Thanks for all of the hard work!
Has there ever been any talk of Kroenke developing the parking lots surrounding the Pepsi Center? I imagine they could keep the same amount of parking underground for games but utilize above ground for retail and apartments/condos.
I wonder this all the time. I put some parking structures on the west side and add buildings on the east side. It makes complete sense and could make more money. Granted any parking structure they would put should have less parking. There is a light rail stop right there and all other lines 0.4 miles away. It can’t be that hard. I think they should create a more walkable corridor from Union Station to the Pepsi Center.
48 – Residences at Prospect Park is definitely not completed. I love my 645-7AM construction noise/JLG lift wakeup calls 6 days a week! I believe they have changed their name to “The Huron” [ http://bethehuron.com/ ]
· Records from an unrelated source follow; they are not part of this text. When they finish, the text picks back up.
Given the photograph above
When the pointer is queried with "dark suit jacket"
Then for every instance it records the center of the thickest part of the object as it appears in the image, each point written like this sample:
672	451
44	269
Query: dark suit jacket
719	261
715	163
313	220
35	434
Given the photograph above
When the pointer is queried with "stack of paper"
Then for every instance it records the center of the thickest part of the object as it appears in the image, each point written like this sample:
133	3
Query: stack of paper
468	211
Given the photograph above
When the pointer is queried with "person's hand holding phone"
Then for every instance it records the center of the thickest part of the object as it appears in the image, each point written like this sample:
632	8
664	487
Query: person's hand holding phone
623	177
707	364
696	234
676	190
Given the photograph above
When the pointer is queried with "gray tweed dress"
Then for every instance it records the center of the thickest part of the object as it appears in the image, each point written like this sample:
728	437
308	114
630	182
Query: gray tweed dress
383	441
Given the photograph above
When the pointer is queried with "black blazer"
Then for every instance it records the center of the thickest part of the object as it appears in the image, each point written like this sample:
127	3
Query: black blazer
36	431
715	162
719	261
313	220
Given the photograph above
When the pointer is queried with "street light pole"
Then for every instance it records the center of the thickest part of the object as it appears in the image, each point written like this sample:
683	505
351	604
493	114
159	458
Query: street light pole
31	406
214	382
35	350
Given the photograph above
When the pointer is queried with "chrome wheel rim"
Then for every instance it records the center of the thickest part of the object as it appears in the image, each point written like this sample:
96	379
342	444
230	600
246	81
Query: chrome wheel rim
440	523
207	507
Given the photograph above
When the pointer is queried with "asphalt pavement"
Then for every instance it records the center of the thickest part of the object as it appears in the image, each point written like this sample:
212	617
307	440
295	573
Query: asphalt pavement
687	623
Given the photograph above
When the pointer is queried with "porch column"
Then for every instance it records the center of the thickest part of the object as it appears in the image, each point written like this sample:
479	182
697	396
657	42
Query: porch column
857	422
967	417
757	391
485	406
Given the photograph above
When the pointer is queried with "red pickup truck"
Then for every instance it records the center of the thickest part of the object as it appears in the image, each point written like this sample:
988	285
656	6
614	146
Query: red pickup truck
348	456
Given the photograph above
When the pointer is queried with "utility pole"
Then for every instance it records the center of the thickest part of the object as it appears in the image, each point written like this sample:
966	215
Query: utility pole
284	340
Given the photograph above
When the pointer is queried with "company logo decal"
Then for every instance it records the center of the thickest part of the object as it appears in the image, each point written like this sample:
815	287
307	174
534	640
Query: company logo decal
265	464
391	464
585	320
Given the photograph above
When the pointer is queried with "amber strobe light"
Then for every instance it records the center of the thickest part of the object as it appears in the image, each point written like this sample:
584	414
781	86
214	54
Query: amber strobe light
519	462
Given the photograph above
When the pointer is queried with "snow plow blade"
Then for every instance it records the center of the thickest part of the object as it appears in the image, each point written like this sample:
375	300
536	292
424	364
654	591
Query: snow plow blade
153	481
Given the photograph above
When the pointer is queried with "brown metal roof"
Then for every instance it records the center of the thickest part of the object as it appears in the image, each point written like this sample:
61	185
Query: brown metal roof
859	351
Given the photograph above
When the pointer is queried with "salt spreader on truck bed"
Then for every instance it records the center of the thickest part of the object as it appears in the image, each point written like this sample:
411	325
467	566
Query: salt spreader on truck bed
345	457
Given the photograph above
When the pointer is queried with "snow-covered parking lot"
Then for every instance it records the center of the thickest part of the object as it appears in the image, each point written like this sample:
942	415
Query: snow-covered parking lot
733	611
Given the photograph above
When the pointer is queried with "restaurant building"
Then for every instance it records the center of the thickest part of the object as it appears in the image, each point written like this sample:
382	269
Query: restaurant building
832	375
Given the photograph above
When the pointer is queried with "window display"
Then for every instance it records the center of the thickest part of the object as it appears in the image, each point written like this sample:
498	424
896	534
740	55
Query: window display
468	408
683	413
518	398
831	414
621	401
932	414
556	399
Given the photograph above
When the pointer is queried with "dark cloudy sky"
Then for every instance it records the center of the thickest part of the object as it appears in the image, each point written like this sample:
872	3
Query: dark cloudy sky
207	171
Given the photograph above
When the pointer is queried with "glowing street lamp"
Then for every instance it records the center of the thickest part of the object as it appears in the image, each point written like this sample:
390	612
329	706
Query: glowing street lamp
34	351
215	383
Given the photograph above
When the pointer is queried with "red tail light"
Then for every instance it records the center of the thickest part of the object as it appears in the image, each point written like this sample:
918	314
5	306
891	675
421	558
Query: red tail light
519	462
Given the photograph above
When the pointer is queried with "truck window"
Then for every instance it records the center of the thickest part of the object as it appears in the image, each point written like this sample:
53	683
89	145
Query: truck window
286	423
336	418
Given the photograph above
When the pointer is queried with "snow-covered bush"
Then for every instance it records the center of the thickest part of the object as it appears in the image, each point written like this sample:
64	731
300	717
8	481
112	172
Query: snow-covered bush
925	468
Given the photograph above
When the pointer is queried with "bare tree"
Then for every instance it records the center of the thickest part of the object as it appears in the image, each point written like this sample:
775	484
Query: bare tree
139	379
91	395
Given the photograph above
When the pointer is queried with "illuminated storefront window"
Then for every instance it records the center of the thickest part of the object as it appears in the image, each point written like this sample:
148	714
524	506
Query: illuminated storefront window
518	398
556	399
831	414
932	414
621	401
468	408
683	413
Disclaimer: I have beef with this project, they flooded my apartment by improperly blocking a drain, never paid restitution. And the initial completion date of 2014 was so far off – I would be very surprised if they finish in 2016.
Hi Patrick, in a couple of cases we put a project on the completed list if they were very close to being finished and have announced move-in dates (August in this case). I’m sorry to hear you suffered impacts from the construction!
Got it Ken, thanks for the clarification. They have moved people in to the south end of the building so it does meet your criteria.
Multiple 20+ projects in the pipeline aye?
Does anyone have any idea if there is a project in the pipeline for the parking lot immediately adjacent to the Spire?